As a Bismarck lawmaker looks to reform North Dakota's civil asset forfeiture law, a tribal prosecutor highlighted the scope of the Standing Rock Sioux Tribe's related code.
John Wilson, chief prosecutor for the Standing Rock Sioux Tribe, said at the Tribal Leaders Summit on Wednesday in Bismarck that the tribe limits asset forfeiture to drug trafficking cases. Federal prosecutors, however, usually get first crack at a case, as Bureau of Indian Affairs law enforcement serves Standing Rock.
North Dakota has been rated as one of the "worst" states in the United States by the Institute for Justice for its asset forfeiture laws, stemming from the low burden of proof for forfeiture, the owner's burden to prove their property wasn't involved in a crime and an alleged incentive for law enforcement agencies to confiscate property to fill their coffers.
Wilson emphasized due process in tribal forfeiture proceedings, such as searching for vehicles' lien holders and all other potential owners.
North Dakota's civil asset forfeiture law allows for property to be forfeited from people who haven't been convicted or even charged.
Aaron Dorn, who was accused and later acquitted of felony charges related to a protest of the Dakota Access Pipeline in 2016 in Mandan, has been unable to get his confiscated truck back even after acquittal at trial. His truck awaits a judge's order for forfeiture.
Rep. Rick Becker, R-Bismarck, told the Tribune he wants to reform North Dakota's asset forfeiture law to allow acquitted persons to retain their seized property and for proceeds from forfeited property to go into the state's general fund. His reform efforts were unsuccessful in 2017 after North Dakota Attorney General Wayne Stenehjem's opposing testimony and zero support in the state Senate.

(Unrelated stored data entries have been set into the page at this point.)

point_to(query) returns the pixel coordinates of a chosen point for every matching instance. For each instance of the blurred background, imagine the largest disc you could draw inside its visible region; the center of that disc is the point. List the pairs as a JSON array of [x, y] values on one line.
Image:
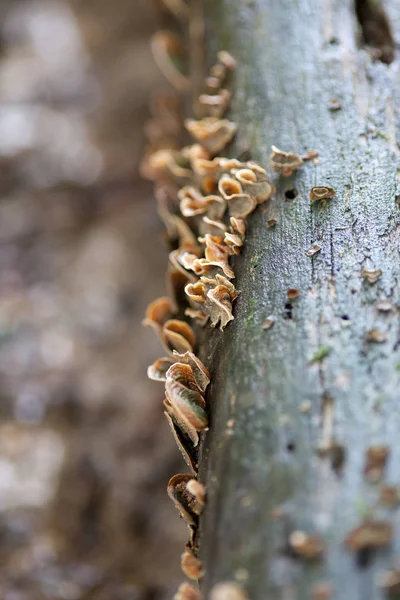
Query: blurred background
[[85, 453]]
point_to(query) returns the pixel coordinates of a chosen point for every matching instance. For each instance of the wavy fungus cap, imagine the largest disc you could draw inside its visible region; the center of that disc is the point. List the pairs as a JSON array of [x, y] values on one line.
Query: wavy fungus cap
[[321, 192], [284, 163], [212, 133], [201, 373], [233, 241], [185, 405], [227, 60], [255, 183], [228, 187], [221, 306], [183, 373], [212, 227], [158, 312], [241, 205], [187, 592], [198, 491], [157, 371], [179, 335], [184, 443], [181, 498], [215, 105]]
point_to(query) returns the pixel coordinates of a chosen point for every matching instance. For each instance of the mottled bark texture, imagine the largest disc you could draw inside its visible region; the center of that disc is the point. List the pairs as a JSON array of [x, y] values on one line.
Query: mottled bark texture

Becker also said there's a "perverse incentive" for law enforcement to seize as much property as possible in times of tight budgets, which he said has been evidenced in other states. He said arguments against his proposals point to known criminals who "may be guilty even though they're found not guilty."
"We have to refocus on the innocent, not on the occasional scumbag that gets off on a technicality .... The bigger point is it’s not worth having this law in place that can adversely affect innocent people with the idea that it’s going to somehow deter the drug dealers and human traffickers," Becker said.
Wilson said he's spoken with Becker about aspects of asset forfeiture and can understand his perspective. The tribal prosecutor said any reforms also should consider abandoned property and acquittals.
"I don't think that's an unfair change to make, that if somebody is acquitted, a jury felt that they were not guilty beyond a reasonable doubt, it's a little unfair then to seize their property based on a lesser standard of proof," Wilson said.
Former North Dakota U.S. Attorney Tim Purdon, now a partner at Robins Kaplan in Bismarck, was part of an Obama-era U.S. Department of Justice advisory committee that discussed asset forfeiture reform. He said public opinion and perception of asset forfeiture is important to consider, especially when fewer and fewer people see a policy as acceptable.
"When you're a public official or you're a law enforcement official, you have to be very in tune to what the public sees as justice," Purdon told the Tribune.